In the event that you're going to be living somewhere for an abbreviated period of time, a folding bike might be a smarter choice than a car, as long as your daily commute isn't too far. For many city dwellers, there is simply no place to park a car where they don't have to worry about getting a parking ticket on random days. A folding bike is ideal if you're living in a dorm room or a temporary apartment. Another benefits besides the low upfront cost, is the tremendous resale value many have, which means that you can recoup a lot of the bike's original cost when it's time to sell.
A Brief History of The Folding Bike
Folding bikes have been around since the end of the 19th Century. During World War I, these bikes were used by European armies because they were compact enough to carry, while also allowing personnel to cover more ground without feeling exhausted.
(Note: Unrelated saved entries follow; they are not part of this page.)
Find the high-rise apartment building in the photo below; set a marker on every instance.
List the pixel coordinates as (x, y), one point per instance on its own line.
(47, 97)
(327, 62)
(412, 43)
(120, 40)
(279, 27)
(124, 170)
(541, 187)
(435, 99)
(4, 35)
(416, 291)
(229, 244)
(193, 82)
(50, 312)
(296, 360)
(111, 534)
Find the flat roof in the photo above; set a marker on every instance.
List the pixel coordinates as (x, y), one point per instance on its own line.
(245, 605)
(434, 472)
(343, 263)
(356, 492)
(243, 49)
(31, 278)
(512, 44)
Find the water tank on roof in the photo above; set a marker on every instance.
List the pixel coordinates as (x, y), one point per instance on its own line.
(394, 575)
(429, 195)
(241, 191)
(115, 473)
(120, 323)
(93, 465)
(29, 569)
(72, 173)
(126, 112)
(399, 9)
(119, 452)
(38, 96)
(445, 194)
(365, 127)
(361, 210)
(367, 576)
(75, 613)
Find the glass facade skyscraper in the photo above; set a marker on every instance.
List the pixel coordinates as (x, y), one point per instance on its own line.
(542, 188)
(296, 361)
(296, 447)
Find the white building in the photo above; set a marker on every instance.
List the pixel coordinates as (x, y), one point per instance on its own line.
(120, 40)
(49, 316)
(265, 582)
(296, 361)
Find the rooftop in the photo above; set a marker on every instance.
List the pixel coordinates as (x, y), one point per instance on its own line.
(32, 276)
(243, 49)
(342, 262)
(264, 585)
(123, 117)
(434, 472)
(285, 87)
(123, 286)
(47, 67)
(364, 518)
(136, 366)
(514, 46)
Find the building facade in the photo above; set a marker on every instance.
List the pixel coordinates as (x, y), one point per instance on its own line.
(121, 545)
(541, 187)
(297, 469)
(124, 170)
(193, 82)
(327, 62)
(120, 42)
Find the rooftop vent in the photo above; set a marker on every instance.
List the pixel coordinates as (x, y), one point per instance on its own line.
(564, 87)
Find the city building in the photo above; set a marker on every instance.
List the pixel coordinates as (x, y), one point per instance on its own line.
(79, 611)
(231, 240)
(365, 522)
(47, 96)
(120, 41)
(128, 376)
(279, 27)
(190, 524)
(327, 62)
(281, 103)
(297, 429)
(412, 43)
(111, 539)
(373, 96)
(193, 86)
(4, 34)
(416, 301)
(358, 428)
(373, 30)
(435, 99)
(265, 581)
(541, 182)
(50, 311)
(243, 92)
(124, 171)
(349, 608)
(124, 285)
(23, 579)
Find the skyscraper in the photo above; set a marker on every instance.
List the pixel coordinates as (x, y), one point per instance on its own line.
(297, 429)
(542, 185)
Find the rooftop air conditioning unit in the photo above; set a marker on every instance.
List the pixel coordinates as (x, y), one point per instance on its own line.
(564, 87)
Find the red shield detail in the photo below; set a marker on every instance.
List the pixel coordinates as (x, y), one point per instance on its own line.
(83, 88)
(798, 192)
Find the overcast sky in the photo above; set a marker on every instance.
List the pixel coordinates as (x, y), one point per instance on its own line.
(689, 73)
During the Second World War folding bikes were used in a lot of French and British parachuting missions. These bikes provided a compact means of transportation for any paratroopers who had touched down inside of remote enemy territory. Folding bikes were also used during the D-Day Invasion to help special mission forces advance to the front.
Folding bikes weren't sold to the public until the early 1970s. Revenues were sluggish at first. Eventually though, these bikes caught on, thanks in large part to a competitive rivalry between Brompton, Raleigh, and Dahon. These three manufacturers, in particular, increased their advertising budgets, thereby creating awareness and an eventual uptick in profitability.
Folding bikes became even more popular toward the end of the Twentieth Century, as environmental awareness and fitness fads led people to pursue more active forms of transportation. The collapsible design of a folding bike hasn't changed much over the past one hundred years. At its core, the folding bike has always been custom-made to remain simple. Innovations these days focuses on making lighter weight models that are sturdier and can fold quicker.